An 'arms race' to combat malaria
Organization says delay causes are "complex". In its answer to White, it said sub-Saharan Africa, the malaria-endemic region, had less resources and worse treatment. They claimed "biological threats" undermine tools.Malaria-spreading mosquitoes' capacity to adapt to and avoid measures may explain the stalemate, according to DW experts.
Jackie Cook, co-director of the Malaria Center at the London School of Hygiene and Tropical Medicine, told DW that many malaria-carrying mosquitoes and parasites have become resistant to the main insecticide and to malaria drugs.
For the past 10 years, a new mosquito called Anopheles stephensi has been seen in East Africa. Unlike other malaria carriers, the stephensi can move around in cities, which makes people who live in crowded cities vulnerable.
"You have to see malaria control as an arms race," Umberto D'Alessandro told DW. He is a malaria expert and the head of the Medical Research Council Unit in Gambia for the London School of Hygiene and Tropical Medicine.
He said that mosquitoes and other bugs change as quickly as pesticide sprays, medicines, or quick tests are made. "It's a continuous search for intervention."
Researchers also say that money for malaria study is going down.
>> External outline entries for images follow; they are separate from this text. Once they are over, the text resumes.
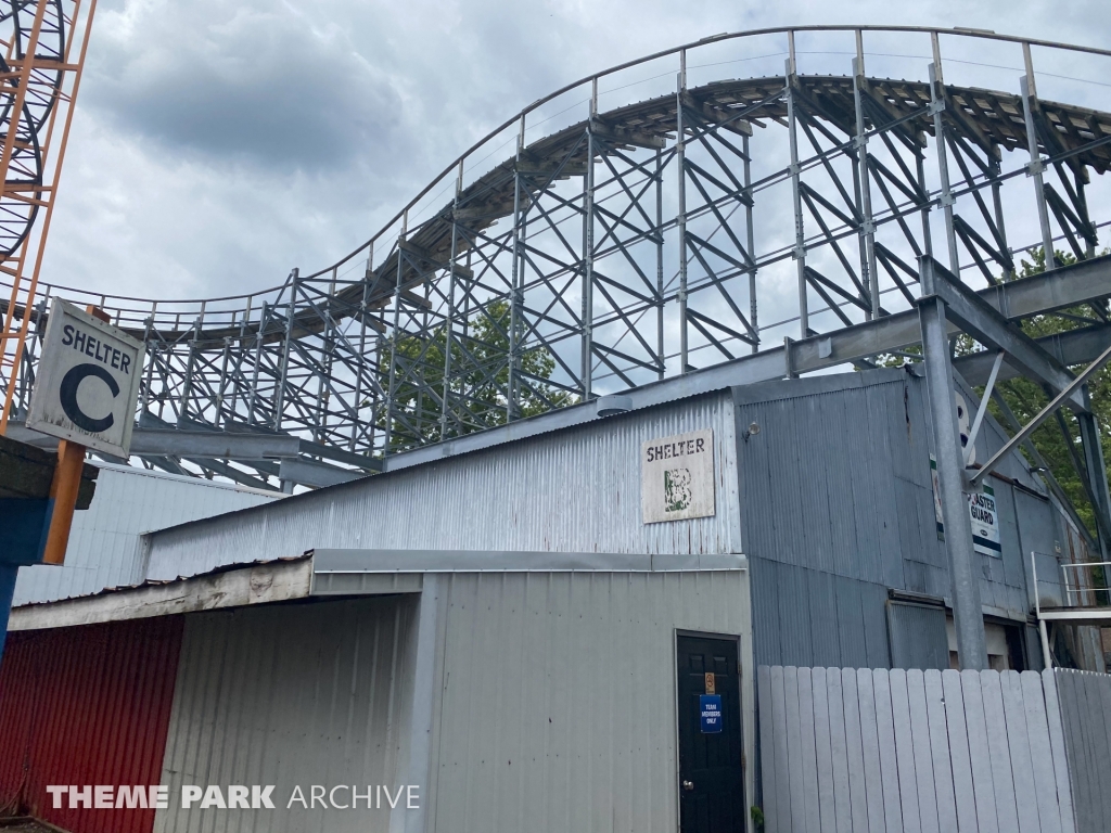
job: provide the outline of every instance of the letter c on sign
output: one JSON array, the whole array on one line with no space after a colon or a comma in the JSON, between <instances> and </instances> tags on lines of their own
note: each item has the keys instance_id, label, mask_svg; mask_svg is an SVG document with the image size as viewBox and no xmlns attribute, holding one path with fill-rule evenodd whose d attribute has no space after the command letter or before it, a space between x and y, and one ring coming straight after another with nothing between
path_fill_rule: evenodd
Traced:
<instances>
[{"instance_id":1,"label":"letter c on sign","mask_svg":"<svg viewBox=\"0 0 1111 833\"><path fill-rule=\"evenodd\" d=\"M93 419L82 411L81 407L77 403L77 389L88 377L97 377L98 379L103 380L104 384L108 385L108 390L112 392L112 399L116 399L120 394L120 385L116 383L114 379L112 379L111 373L101 368L99 364L87 363L70 368L66 375L62 377L62 384L58 390L58 398L61 400L62 410L66 412L67 416L73 420L74 425L91 433L107 431L116 421L112 414L102 416L99 420Z\"/></svg>"}]
</instances>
According to the WHO, funding for malaria research and development hit its lowest point in 15 years in 2022, the most recent year known to have records.
"In 2007, Bill and Melinda Gates announced they wanted it [malaria] eliminated... in their lifetime, which I think is extremely unlikely, but there was a big push to try and do that," Cook explained. "Obviously there have been successes, but I think people are starting to realize it's not going to be a very straightforward thing."
Calling for a close look at the malaria problem
White, a malaria researcher at Oxford, disagrees with the notion that the lack of progress can be fully explained by the vectors' quick ability to avoid treatments.AWH's figures of malaria cases have "not been analyzed in depth," White told DW. "At least that I'm aware of—and I should be aware of it." This is why they think malaria has gotten worse since 2015.
He said he thinks a lot of the slowdown is caused by things that aren't health systems' fault, like "war, poverty, and economic downturn," as well as "things that nobody wants to talk about, like corruption and inefficiency."
The DW asked the WHO for a response. They sent the question to Abdisalan Noor, who wrote the answer to White but no longer works at the WHO. He didn't answer when asked for a statement.
In its 2023 World Malaria Report, the WHO said that the lack of progress in the 11 countries most affected by malaria was due to problems with getting health care, continued wars, COVID's impact on service delivery, a lack of funds, and problems with treatments such as drug resistance.
In the fight against the sickness, vaccines are also becoming more important. The RTS,S and the R21/Matrix M are the only malaria vaccines that have been approved by the WHO so far. The RTS,S has already been sent out, and the R21 will begin to be sent out in May 2024. Experts are hopeful, but they warn that shots aren't a magic bullet.